Efficient Training with Compute Amortization
Training the model with long audio contexts and metadata can be resource-intensive. We use a compute amortization scheme to manage this:
- The full backbone is trained on every input frame to maintain high transcription quality.
- The decoder is selectively trained for tagging tasks on a random subset of frames (e.g., 1 in 16).
This approach significantly improves training efficiency without a noticeable drop in performance.
Datasets
We compiled a diverse, multilingual dataset from several public sources to train and evaluate our models, enabling them to understand and process speech in multiple languages for global applications.

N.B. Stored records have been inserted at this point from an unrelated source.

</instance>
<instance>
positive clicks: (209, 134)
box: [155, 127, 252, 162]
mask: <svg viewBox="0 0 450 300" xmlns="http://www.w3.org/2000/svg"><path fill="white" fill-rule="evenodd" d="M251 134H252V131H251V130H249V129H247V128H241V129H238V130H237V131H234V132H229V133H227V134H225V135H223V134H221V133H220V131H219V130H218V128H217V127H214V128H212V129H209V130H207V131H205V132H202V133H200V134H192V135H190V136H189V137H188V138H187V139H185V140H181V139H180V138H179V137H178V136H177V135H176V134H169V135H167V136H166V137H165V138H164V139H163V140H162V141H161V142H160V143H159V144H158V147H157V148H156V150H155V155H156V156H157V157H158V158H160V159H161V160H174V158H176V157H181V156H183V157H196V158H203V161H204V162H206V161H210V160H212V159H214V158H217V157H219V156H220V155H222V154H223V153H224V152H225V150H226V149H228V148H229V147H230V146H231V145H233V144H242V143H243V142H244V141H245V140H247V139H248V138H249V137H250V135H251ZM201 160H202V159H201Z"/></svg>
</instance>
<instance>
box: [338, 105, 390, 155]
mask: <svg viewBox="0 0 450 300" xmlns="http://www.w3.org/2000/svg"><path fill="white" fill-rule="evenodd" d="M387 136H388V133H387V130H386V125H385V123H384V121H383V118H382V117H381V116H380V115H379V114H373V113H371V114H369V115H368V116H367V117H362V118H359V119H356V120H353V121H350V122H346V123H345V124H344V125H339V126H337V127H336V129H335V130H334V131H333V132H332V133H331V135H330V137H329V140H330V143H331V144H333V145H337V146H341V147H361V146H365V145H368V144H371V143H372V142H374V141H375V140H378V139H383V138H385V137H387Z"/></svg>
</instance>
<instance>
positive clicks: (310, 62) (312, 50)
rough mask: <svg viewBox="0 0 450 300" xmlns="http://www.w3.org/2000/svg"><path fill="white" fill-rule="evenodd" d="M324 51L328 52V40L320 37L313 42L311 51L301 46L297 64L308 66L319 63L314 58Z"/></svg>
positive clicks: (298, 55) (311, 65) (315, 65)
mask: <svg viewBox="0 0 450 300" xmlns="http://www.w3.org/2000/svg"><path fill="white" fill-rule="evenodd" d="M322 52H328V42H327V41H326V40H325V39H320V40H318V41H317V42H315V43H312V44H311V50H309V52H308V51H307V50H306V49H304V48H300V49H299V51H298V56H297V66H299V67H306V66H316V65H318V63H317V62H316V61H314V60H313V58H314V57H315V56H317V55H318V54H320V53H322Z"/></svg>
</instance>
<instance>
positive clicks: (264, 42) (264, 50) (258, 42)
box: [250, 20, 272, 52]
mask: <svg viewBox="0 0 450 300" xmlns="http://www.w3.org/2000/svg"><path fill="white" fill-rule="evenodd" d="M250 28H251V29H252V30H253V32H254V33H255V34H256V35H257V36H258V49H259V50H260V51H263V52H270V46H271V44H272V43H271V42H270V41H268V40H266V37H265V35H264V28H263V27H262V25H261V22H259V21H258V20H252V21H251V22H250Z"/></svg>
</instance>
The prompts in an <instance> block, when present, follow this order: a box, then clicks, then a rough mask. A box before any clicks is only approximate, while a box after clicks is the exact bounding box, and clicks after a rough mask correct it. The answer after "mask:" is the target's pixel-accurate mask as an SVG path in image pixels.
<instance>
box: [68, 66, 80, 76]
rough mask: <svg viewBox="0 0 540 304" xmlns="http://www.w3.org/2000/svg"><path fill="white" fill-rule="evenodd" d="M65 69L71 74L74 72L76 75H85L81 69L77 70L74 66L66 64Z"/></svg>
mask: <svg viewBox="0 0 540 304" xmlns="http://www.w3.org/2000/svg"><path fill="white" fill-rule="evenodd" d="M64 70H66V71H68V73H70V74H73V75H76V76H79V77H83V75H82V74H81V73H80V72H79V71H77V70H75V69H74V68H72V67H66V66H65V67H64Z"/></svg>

Language | Dataset Name | Video | Audio | # Samples | # Hours |
---|---|---|---|---|---|
English | AVSpeech | Yes | Yes | 39,117 | 71 |
LibreSpeech-EN | No | Yes | 92,245 | 293 | |
YouTube | Yes | Yes | 8,633 | 50 | |
CommonVoice | No | Yes | 788,705 | 1,116 | |
PeopleSpeech | No | Yes | 1,737,742 | - | |
German | LibreSpeech-DE | No | Yes | 400,000 | 1,995 |
CommonVoice | No | Yes | - | - | |
Spanish | LibreSpeech-ES | No | Yes | 14,135 | 59 |
CommonVoice | No | Yes | - | - | |
Italian | LibreSpeech-IT | No | Yes | 15,830 | 66 |
CommonVoice | No | Yes | - | - | |
French | LibreSpeech-FR | No | Yes | 219,505 | 915 |
CommonVoice | No | Yes | - | - | |
Portuguese | LibreSpeech-PT | No | Yes | 19,200 | 83 |
CommonVoice | No | Yes | - | - |
Results and Conclusion
Our model achieves competitive Word Error Rates (WER) on benchmarks like SLUE and SLURP, while also excelling at inserting user-defined symbols for entity and intent tagging. The integrated approach leads to higher F1 scores for entity and intent detection compared to multi-stage systems.
META-1 simplifies the deployment of context-aware voice applications by eliminating the need for separate NLP or diarization modules. Our ongoing work focuses on integrating external language models for even better performance and extending the model to more languages and complex conversational scenarios.